A label store is a database in which you store your labels and their corresponding URI's. This allows to gain time when querying for labels, and it weight off load on your triplestore.
Since the amount of text to pe processed is still large, you might want to use a dedicated database implementing full text search. Supported databases are:
Relationnal databases supported by Sequelize:
- MariaDB
- MySQL
- PostgreSQL
An others like:
- ElasticSearch
Here is a nice video to explain what full text search is
The table labels
will contain both the label and the URI. Sequelize automatically creates the table if it does not exists.
However, concrete implementation will change between DBMS.
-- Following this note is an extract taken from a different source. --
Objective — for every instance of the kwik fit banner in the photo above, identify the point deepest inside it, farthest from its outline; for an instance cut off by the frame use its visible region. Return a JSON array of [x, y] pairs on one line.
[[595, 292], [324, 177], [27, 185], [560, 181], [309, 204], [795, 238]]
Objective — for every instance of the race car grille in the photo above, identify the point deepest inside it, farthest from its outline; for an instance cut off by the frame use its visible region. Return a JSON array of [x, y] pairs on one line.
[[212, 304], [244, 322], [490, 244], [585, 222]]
-- The full text search happens thanks to the MATCH() AGAINST() function...
CREATE TABLE labels (
-- ... however MariaDB/MySQL cannot have a text column as a Primary key as it must have a length
-- So we use a char(36) column as a primary key
`id` char(36) CHARACTER SET utf8mb4 COLLATE utf8mb4_bin NOT NULL,
`label` text NOT NULL,
`uri` text NOT NULL,
PRIMARY KEY (`id`),
FULLTEXT KEY `FT_SEARCH` (`label`,`uri`)
) ENGINE=InnoDB DEFAULT CHARSET=utf8mb4 COLLATE=utf8mb4_general_ci;
-- How this works: https://bigmachine.io/2022/06/12/creating-a-full-text-search-engine-in-postgresql-2022/
-- The search column is a generated column that contains the concatenation of the label and the uri, and is indexed using a GIN index.
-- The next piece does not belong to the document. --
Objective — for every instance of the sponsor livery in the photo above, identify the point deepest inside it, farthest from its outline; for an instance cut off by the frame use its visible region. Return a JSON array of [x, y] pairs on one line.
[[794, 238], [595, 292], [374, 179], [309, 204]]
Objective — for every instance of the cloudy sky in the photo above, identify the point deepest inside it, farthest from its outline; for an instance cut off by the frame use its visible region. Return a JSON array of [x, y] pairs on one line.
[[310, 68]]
-- Every time we query with full-text-search, search column is used.
CREATE TABLE labels (
"label" text NOT NULL,
uri text NOT NULL,
"search" TSVECTOR NULL GENERATED ALWAYS AS (to_tsvector('english'::regconfig, (label || ' '::text) || uri)) STORED,
CONSTRAINT labels_pkey PRIMARY KEY (label, uri)
);
CREATE INDEX "IDX_SEARCH" ON public.labels USING gin (search);
Here is the mapping you should put in the labels
index:
{
"mappings": {
"properties": {
"label": {
"type": "text"
},
"uri": {
"type": "text"
}
}
}
}
Note
In ES queries, label get double the score of uri. This is to make sure that if a label is present in the database, it will be returned first.